LINK: they don’t know ’bout us (rojie’s version)
Currently listening to: they don’t know ’bout us – BTS
They don’t know about us
How your voice
Can calm the sea-ea-ea
They know
Write about a book, movie, or show that changed how you see the world.
Prompt created by yours truly.
Feel free to use any prompts for April 2026 that I post and/or tag me.
I’d love to read your responses.
*SPOILER ALERT*
These three (book, movie, and show) have somehow given me validation, that the world is not fair, and that people aren’t single narratives. The systems aren’t broken, they were built this way for a reason.
Oof. I felt that. A bit too hard at times…
Book: Hard-Boiled Wonderland and the End of the World
Haruki Murakami is one of my favorite authors. This book made me really think about how I perceive my own reality, consciousness, identity, and understanding the boundary of the “real world” versus the world in my mind.
This book has two narratives running simultaneously. One is chaotic and the other is eerily still. In the first narrative, a “Calcutec” works as a human data encrypter in Tokyo’s underground, getting pulled into a wild conspiracy involving mysterious organizations and scientist till something strange happens inside his mind.
In the second narrative, a man enters a dreamlike town at the end of the world. The place is sealed off from everything outside of it. The people in the community don’t have shadows, memories, or sense of who they are. His job is to read the dreams embedded inside unicorn skulls at the town’s library.
I know I’m probably doing an injustice with this synopsis but you just have to read the book to fully grasp what I’m trying to convey.
Movie: Xiu Xiu The Sent Down Girl
During China’s Cultural Revolution, a young teenage girl named Xiu Xiu is forcibly sent to the remote area in Tibet for “re-education through manual labor”, which was common during that era.
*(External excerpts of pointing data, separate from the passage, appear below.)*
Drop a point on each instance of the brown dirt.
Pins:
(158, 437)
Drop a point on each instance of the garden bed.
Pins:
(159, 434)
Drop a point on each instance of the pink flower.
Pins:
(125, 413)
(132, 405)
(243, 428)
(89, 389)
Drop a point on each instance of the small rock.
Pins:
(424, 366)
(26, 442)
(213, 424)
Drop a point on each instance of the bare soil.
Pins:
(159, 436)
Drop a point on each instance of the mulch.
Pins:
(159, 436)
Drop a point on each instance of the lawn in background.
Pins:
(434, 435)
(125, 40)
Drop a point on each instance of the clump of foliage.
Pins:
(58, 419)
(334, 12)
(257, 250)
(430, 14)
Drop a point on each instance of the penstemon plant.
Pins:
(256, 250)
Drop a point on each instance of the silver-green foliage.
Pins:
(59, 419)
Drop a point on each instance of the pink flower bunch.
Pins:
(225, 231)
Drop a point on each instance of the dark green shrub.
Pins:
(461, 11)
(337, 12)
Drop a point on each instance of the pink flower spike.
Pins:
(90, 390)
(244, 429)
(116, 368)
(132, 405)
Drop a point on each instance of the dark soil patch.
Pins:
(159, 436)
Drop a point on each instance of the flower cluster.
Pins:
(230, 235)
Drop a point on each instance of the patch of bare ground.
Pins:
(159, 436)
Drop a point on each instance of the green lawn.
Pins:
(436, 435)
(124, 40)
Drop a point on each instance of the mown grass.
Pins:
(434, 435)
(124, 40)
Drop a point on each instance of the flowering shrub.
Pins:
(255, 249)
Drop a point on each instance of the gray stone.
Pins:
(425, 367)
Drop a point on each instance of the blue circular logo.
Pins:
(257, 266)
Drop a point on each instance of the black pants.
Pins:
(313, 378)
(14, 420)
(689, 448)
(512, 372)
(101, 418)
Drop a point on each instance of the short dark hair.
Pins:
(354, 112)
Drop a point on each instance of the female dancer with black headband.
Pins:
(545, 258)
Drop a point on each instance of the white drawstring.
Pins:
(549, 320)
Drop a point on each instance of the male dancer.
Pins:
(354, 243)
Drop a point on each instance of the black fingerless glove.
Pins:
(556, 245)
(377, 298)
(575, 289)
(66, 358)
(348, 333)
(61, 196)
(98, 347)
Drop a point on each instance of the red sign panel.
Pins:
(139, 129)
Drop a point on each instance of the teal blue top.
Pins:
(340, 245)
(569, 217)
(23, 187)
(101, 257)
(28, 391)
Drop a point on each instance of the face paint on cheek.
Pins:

This idea was a part of Mao’s, Down to the Countryside Movement, to strip away the boujie tendencies and reconnect the younger generation with the working class.
She was supposed to learn horseback riding skills, serve her country, and return to the city in six months, but those months stretched into years, and no one comes for her. Lao Jin, a Tibetan herdsman assigned to train her, waits alongside her. He has made peace with the world’s indifference, but Xiu Xiu has not. She believes someone is coming and that the system will correct itself. But nobody comes…
She is left stranded and desperate—she begins to trade her body to government officials, soldiers, and even strangers in exchange for promises of papers that will let her go home, but those promises are never kept.
The movie was based on a short story of a former sent-down girl, Yan Geling. The film was shot guerilla-style in China without government approval because the director, Joan Chen, knew that it wouldn’t ever pass censors. It was subsequently banned in China.
I made one of my exes, Beau Mec, watch it with me since we both love foreign films. I could tell that he was bothered by this film because I was never allowed to pick another movie afterward. It’s an extremely difficult movie to watch but I felt that it was masterfully made.
Show: When They See Us on (Netflix)
This is based on a true story of the Central Park Five—five Black and Latino teens from Harlem who were wrongfully convicted of the brutal 1989 rape of a white female jogger in Central Park. There are four episodes that follows each of their stories from the night they were arrested through coerced confessions, racially charged trial, years of imprisonment, and the long journey towards being exonerated. It depicts how the system failed these boys at every turn, from the interrogation rooms where they were manipulated without their parents or lawyers being present, the media convicting them in the court of public opinion before any verdict was made. It was one of the most poignant and gut-wrenching shows I’ve watched since it dropped on Netflix on 2019.